The trouble with snow, Maine and the tourist-drenched town of Freeport is that you can never tell what is a legitimate parking spot and what it made up.
Behind the Rite Aid, where I'd stopped to buy some forgotten items from home, I parked next to a car that was behind the building.
In all honesty, it was probably wishful thinking on my part, that the place was actually a spot. And I, with my loathsome MA license plate, was looked upon with disdain, when I returned to my spot after my errand, by the pepe unloading trash into the dumpster situated next to my made up parking spot .

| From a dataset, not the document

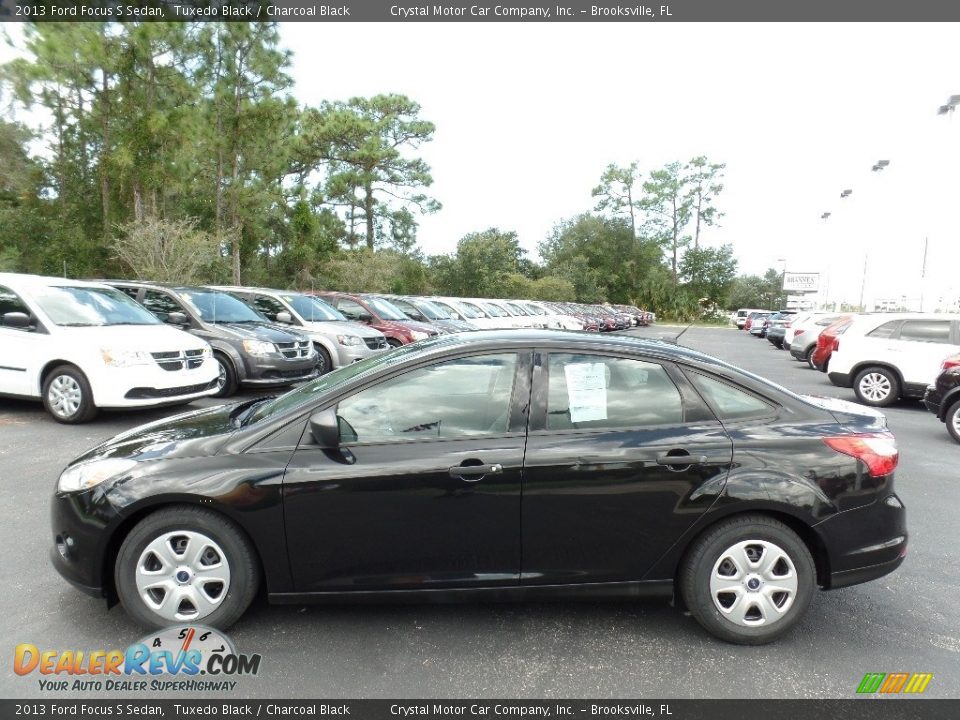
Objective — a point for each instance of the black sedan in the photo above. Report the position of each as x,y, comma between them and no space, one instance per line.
506,465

I smiled at him and said, "Hi."
He looked at my car and said, "Chuh, this is a bad spot," in his Lewiston-y French Canadian accent (hence my naming him a pepe).
A crunchy, compact layer of snow is compressed onto all lots, so it's "use your imagination" time when in comes to parking.

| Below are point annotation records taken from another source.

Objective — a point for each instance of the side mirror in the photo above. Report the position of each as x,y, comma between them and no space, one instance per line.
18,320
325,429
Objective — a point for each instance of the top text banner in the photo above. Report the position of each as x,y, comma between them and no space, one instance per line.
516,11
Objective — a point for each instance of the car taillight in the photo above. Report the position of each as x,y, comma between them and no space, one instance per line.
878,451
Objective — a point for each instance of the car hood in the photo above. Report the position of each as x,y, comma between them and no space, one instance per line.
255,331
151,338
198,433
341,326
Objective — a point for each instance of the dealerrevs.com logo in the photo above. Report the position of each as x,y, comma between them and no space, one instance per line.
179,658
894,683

I'm so self conscience, having a MA license plate here in Freeport. And staying at the relatively "swanky" Hilton. I want to holler to all prejudiced locals, "But I worked at M a st La ndin g! I'm relatively local! I know this area!"

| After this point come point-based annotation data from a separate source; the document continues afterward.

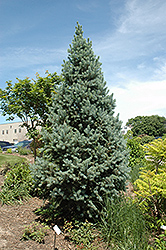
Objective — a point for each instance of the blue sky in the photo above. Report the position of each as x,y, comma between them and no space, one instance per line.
128,35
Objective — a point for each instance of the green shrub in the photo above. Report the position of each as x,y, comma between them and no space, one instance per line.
85,155
17,184
137,158
35,231
123,225
82,234
150,188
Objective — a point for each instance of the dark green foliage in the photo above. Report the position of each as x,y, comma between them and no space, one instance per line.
17,184
146,139
123,225
36,232
137,158
153,125
85,156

'Tis no use. With the license plate from the Commonwealth of Massachusetts comes all its inherent Mass-hole prejudices, no matter the fact that I've driven down Bow St a bigillion times to get to work, no matter that I lived in five different towns and worked in 12 different towns of Maine. I have the dread Mass plates. I am guilty of being not from here.
Sad.
And also a microcosm of my feelings on being in Wey-boring again, instead of up here.